Although in general infection C virus is asymptomatic, there is the possibility that acquiring infection to be associated with symptoms usually mild, flu-like, such as fatigue, nausea or loss of appetite, muscle and joint pain, pain in your upper right abdomen (in the liver), mild fever, yellowing of the skin and eyes (jaundice). But, in most cases, people shared that they had not seen any signs or symptoms although the virus exists in the body. We know, as this virus can cause severe liver damage, therefore, it is important to go for the laboratory test to detect the virus. Do not ignore the test if you believe you have been exposed to (a) or if you belong to any of the risk categories listed above.
When should I Introduce Myself to the Doctor?
Consult your doctor if you think you have been exposed to the hepatitis C. If you notice the signs or symptoms suggestive of hepatitis, such as yellowing of the eyes and you are among those at risk of contracting the disease. Abnormalities in liver function tests (a blood test) can also raise the suspicion of this diagnosis, but there are many other causes that may cause adjustments. You must understand that monitoring and liver function screening for liver cancer becomes a mandatory requirement and should be performed for all patients with chronic HCV infection.
How is the Diagnosis?
Hepatitis C diagnosis can be established only through a specific blood test (research antiviral antibodies – anti-HCV). If the test is positive, your doctor may consider further necessary actions to determine viral load (amount of virus in the blood). The doctor will perform a series of tests to determine the state of your liver, which can include a liver biopsy, where a small piece of liver tissue is removed to be examined under a microscope.
Positive diagnosis of hepatitis C does not necessarily imply the need for a specific treatment. If liver function tests are normal or only slightly modified, your doctor may still decide not to follow antiviral treatment because the long-term risk of developing the severe disease is reduced.

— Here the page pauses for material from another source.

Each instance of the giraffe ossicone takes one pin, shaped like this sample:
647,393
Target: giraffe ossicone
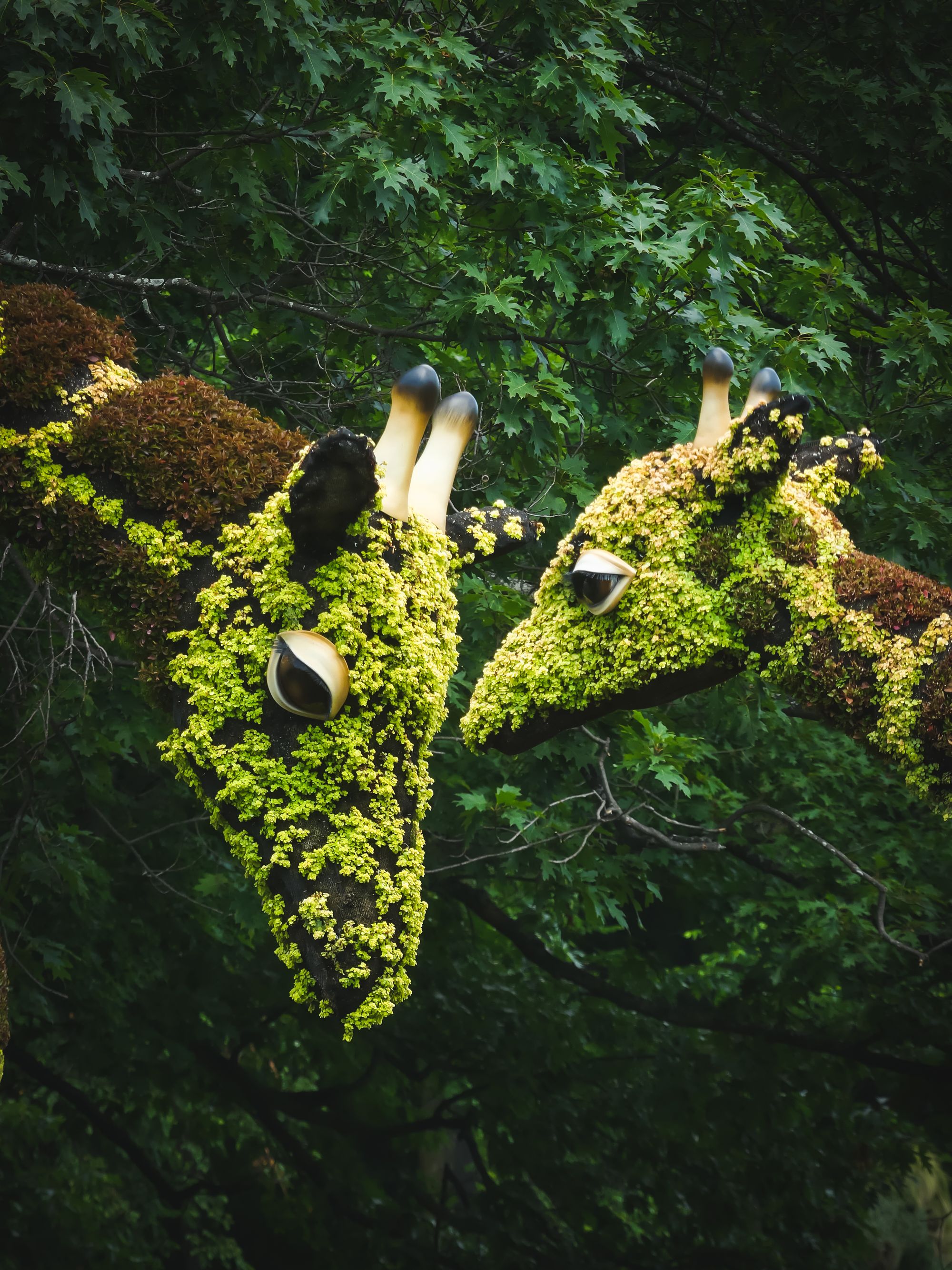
292,605
737,563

You will need to be monitored (to make regular inspections) from time to time. In other cases, initiating antiviral therapy it may be recommended; treatment with drugs. If the liver is severely affected, last treatment option is liver transplantation.
Because there is no effective vaccine for preventing hepatitis C, the only way is to take precautions necessary protection against contracting the infection. You should avoid using intravenous drugs, nasal piercings and tattoos, and all sorts of unprotected sexual contacts with multiple partners.